The Player Next Door - Kathy Lyons

Chapter One

It was a sushi cookbook that ended Tori William’s five-year relationship with Edward. They were at a small bookstore that served hot chocolate and brought in acoustic guitar musicians when Tori saw the thing. She thought the cover image was clever—a dragon roll curving around wasabi and ginger made to look like a knight on an orange steed.

She smiled at the picture. Edward had taught her not to laugh. He said her sense of humor was often inappropriate and so she smiled rather than chuckled. Grinned rather than laughed. It was the best she could do and he had pronounced that better than nothing.

So she smiled at the picture and held the book up for him to see.

He looked up from his tea and scoffed. “As if you could cook even raw food without poisoning yourself.”

“What?” It took her a moment to understand him as she had just seen another book over his shoulder featuring a cute kitten in a teacup.
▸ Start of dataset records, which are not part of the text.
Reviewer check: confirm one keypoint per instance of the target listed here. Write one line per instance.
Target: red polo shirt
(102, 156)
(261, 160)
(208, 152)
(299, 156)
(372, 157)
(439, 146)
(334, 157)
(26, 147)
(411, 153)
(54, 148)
Kittens always distracted her.

“That’s raw food, Tori. It takes a special grade meat and careful monitoring to make sure it doesn’t go bad. You’d poison yourself.”

She looked back at the dragon vs. knight picture. She hadn’t even noticed it was a how-to book. And at that moment, she decided to be irrational and argue.

“I’m an intelligent woman with a PhD,” she said in her most prim teacher voice. “Of course I could make sushi without killing anyone.”

“I suppose food poisoning isn’t necessarily fatal.”

“I’m buying this book,” she said, suddenly thinking of all the money they would save on sushi if she made it rather than purchased it from their favorite organic Japanese restaurant.

“If you must,” he said, going back to his tea and a book on the gruesome death of a pair of foolish mountain climbers. “But I’m not going to eat it.”

That was the end of their argument. He’d pronounced the final word and looked back to his own book. It didn’t help that he was probably right. She had no true interest in making sushi and was well known for getting distracted while… Well, while doing anything. It was how she was made, and Edward always said it was charming in a rare, overbred toy dog kind of way. She could never survive alone in the wild, according to him, but he appreciated having a purpose in life as her owner.

He never actually said owner. He wasn’t that stupid. But her sister had made that joke just last week at Aunt Mabel’s funeral, and the idea had festered in Tori’s thoughts.

“I bought Aunt Mabel’s house,” Tori said, not intending the words to come out, but then that often happened. Words slipped out while her mind was busy elsewhere.

Edward didn’t look up. “You inherited it, Tori.”

Actually, what she meant is that she paid all the taxes and the mortgage on it. The place was hers now, free and clear.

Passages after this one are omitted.